Sunny mengigit bibir bawahnya, menahan isakannya yang hampir lolos dan mungkin saja menambah kekalutan sang suami di seberang sana yang terus menyerukan namanya dengan nada bicaranya yang kentara sekali mencemaskannya. Sunny membuang nafas pelan dan menjawabnya dengan nada setengah berbisik,"Chimy baik-baik saja. Aku ingin menemui putra kita yang lainnya."
Hening menjeda untuk beberapa saat sebelum Suho kembali menyahuti,"Yoongi ? Dia terluka ?"

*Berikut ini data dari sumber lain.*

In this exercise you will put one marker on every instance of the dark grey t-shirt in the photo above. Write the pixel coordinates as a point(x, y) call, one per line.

Isakannya lolos begitu saja membuat sang suami harus menyentaknya membuatnya semakin tersedu dengan kedua bahunya yang bergetar hebat. Sekelebat bayangan berbagai ekspresi si tengah Min melintas dalam benaknya. Air matanya seakan menolak untuk berhenti mengalir kala senyum sehangat mentari itu terbayang dalam ingatannya. Begitu menghangatkan hatinya yang telah lama membeku karena rasa kecewa yang tidak berdasar. Begitu tulus dan polos. Wajah manis si kecil yang begitu terlihat ceria kala mendapatkan boneka snoopy yang di berikan oleh Sunny di ulang tahunnya yang ke 7. Kekehan lucunya kala mendapatkan kecupan basah bertubi-tubi dari si bungsu yang mulutnya belepotan lelehan cokelat kue ulang tahunnya membuat wajah manisnya menjadi kotor oleh noda cokelat yang membuat Sunny tidak bisa berhenti membidik moment menggemaskan itu dan menjadikannya kenangan manis yang tidak ingin dia lupakan sampai kapanpun. Senyum menenangkan si tengah Min kala semua orang mencemaskannya yang malah nampak tegar kala di giring masuk kedalam ruang operasi untuk menjalani operasi usus buntunya. Sunny mengingatnya, betapa takutnya dia kala itu, tidak berhentinya mengecupi tangan mungil putra keduanya itu yang malah tersenyum simpul dan memberinya kecupan lembut dipipi kanannya sembari berkata,"jangan khawatirkan Hosiki, mom. Hosiki akan baik-baik saja seperti apa yang mommy dan lainnya harapkan. Hosiki akan terus berjuang dan mencoba bertahan sesakit apapun itu. Karena Hosiki sayang mommy, sayang kalian."